Feeding & Attracting Deer in North Carolina: What’s Legal, What Works, and What to Put Out

If you want more deer in your yard or on your land here in the North Carolina piedmont, the short answer is yes, you can — and corn is where most people start. But what you put out, when you put it out, and what’s actually legal all matter more than folks expect. This guide walks through what to feed, what each thing does, how to do it without hurting the deer, and exactly what North Carolina’s rules allow around Charlotte.

We sell a lot of deer corn at 1900 Moore Road in Matthews — it’s one of the things people drive out for — so most of what follows is what we tell customers across the counter, backed up by the state’s own rules and the deer-nutrition research.

What deer eat in the NC piedmont

Before you put anything out, it helps to know what a deer’s year looks like. Deer are browsers, not grazers — they eat the tips of woody plants, leaves, and a long list of soft and hard mast.
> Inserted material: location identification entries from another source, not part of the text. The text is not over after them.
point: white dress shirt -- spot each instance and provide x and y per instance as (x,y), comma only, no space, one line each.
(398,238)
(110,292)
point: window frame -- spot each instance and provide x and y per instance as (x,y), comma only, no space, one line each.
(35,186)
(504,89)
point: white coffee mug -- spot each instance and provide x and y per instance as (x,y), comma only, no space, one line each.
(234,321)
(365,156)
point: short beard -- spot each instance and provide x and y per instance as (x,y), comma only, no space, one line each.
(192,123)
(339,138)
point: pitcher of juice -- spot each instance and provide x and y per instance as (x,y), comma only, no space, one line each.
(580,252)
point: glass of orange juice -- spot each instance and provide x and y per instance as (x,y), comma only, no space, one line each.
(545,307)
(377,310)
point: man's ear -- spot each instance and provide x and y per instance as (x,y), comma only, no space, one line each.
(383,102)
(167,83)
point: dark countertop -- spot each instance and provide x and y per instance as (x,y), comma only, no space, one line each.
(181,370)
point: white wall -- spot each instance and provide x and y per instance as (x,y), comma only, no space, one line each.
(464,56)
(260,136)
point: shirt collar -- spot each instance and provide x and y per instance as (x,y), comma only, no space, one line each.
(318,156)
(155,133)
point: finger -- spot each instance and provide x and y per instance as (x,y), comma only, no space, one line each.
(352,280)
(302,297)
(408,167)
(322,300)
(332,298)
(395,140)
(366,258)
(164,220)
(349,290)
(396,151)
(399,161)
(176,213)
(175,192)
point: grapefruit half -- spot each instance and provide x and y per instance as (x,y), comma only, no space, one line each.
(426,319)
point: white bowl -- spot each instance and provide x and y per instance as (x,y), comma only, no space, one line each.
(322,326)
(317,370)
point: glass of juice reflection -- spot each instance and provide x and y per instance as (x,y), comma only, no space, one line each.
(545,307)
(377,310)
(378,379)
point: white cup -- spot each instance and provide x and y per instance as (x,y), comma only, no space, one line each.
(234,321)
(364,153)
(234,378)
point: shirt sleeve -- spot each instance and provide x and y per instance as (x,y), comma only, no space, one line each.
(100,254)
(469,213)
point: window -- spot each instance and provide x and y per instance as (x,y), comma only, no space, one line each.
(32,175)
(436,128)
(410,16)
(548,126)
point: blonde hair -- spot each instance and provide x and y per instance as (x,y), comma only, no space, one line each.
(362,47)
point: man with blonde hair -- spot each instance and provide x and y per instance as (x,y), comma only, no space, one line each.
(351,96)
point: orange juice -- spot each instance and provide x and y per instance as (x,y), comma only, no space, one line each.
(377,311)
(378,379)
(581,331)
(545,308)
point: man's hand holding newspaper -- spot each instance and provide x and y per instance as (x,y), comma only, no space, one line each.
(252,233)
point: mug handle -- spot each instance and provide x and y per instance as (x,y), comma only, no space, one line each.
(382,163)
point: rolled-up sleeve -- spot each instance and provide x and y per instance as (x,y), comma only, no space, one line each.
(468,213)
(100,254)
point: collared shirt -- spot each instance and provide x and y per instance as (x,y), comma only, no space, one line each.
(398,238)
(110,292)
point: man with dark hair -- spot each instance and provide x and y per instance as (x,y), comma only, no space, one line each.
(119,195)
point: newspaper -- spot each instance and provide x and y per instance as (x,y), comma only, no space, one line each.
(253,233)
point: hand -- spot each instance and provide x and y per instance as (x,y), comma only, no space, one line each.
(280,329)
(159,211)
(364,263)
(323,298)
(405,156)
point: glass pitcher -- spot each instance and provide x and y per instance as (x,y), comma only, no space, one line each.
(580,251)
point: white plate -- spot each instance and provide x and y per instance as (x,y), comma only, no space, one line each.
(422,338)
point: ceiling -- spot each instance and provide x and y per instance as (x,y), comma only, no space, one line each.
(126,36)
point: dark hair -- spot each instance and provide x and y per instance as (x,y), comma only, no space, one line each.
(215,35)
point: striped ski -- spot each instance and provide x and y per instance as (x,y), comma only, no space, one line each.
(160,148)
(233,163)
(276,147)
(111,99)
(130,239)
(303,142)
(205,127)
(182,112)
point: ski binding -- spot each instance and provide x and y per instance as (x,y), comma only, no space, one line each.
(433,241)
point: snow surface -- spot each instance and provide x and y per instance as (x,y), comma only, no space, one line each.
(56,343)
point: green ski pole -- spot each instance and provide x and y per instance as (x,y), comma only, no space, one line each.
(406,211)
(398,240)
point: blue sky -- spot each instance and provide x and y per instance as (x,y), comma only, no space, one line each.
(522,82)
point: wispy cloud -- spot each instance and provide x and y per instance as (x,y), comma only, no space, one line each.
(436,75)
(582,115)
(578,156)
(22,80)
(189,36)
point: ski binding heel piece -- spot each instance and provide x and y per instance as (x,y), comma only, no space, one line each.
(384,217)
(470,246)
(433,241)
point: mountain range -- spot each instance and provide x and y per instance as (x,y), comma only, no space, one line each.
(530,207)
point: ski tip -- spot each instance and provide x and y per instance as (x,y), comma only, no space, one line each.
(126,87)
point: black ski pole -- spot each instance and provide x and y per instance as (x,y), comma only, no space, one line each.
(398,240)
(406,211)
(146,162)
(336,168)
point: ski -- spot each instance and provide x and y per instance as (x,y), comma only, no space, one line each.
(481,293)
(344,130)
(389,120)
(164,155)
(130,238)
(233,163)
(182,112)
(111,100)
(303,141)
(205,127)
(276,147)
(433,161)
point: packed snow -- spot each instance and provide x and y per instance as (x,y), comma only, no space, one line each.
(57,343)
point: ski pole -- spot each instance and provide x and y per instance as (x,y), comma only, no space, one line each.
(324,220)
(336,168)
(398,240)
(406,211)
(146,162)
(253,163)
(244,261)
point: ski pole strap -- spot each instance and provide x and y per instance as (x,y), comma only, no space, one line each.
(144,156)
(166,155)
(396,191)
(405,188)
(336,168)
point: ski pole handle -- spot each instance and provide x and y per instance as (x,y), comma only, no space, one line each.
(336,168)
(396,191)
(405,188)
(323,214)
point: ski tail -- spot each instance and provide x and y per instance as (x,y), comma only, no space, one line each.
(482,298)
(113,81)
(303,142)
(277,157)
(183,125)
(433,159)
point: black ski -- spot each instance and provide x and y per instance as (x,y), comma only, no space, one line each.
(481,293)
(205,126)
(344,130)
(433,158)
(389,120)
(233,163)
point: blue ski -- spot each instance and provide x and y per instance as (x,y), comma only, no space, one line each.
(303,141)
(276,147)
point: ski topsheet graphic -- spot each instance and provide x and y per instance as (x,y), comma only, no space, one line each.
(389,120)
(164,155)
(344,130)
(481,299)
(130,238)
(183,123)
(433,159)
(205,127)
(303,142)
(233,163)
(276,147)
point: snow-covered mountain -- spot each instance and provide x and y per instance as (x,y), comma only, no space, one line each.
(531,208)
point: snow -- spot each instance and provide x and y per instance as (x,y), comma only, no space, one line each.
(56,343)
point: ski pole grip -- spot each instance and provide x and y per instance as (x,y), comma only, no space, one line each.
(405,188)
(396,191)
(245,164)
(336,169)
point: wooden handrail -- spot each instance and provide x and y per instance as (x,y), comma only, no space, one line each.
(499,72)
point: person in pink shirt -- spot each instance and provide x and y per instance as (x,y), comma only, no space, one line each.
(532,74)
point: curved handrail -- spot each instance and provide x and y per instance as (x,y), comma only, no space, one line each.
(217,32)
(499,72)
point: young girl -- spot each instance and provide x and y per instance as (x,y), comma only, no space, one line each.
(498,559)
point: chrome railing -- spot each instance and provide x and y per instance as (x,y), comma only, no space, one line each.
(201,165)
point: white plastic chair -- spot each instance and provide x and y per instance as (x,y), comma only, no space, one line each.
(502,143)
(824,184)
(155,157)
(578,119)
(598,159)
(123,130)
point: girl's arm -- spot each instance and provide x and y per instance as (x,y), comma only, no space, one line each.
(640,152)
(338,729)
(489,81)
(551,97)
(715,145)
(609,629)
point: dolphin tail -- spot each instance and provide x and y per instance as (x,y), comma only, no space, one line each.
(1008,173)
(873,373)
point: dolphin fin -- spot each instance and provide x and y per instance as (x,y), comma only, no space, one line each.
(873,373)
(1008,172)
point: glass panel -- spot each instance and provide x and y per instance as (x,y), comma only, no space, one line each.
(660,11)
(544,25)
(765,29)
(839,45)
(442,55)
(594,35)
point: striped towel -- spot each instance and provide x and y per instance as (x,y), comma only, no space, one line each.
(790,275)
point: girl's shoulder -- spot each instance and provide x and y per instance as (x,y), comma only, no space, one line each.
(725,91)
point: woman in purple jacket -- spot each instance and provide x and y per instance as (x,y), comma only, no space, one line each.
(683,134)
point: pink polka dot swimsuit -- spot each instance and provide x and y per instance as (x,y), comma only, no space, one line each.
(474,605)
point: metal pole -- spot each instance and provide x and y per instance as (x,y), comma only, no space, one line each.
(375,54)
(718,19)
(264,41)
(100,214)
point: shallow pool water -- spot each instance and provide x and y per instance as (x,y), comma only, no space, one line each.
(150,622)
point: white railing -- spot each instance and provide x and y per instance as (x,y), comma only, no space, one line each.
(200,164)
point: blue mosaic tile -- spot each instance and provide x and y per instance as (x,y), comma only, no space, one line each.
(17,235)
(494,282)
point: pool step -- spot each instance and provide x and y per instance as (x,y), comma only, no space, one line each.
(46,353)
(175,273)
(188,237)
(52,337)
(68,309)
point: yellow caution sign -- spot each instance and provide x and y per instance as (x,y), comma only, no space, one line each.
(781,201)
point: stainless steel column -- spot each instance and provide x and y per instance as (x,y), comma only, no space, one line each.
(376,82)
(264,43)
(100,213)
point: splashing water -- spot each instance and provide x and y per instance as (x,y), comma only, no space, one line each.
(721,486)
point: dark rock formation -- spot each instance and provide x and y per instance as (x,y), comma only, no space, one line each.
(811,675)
Through our piedmont year that runs roughly:

  • Spring: fresh green growth — new leaves, forbs, clover, the tender stuff. Protein is high and deer recover from winter.
  • Summer: browse, agricultural crops, and the start of soft mast. Does are nursing and bucks are growing antlers, so this is the highest-protein stretch of the year.
  • Fall: the big one — acorns (hard mast) and persimmons drop, and deer pack on fat for the rut and winter. This is when a corn pile gets hit hardest.
  • Winter: natural food gets thin. Deer lean on whatever’s left and burn the fat they stored in fall.

That fall-to-winter gap — when the acorns are gone and green growth hasn’t started — is where supplemental feed does the most. It’s also why deer hammer a corn feeder in November and barely touch it in May.

What to put out, and what each thing does

Here’s the rundown of what people actually use around here, and what each one is good for.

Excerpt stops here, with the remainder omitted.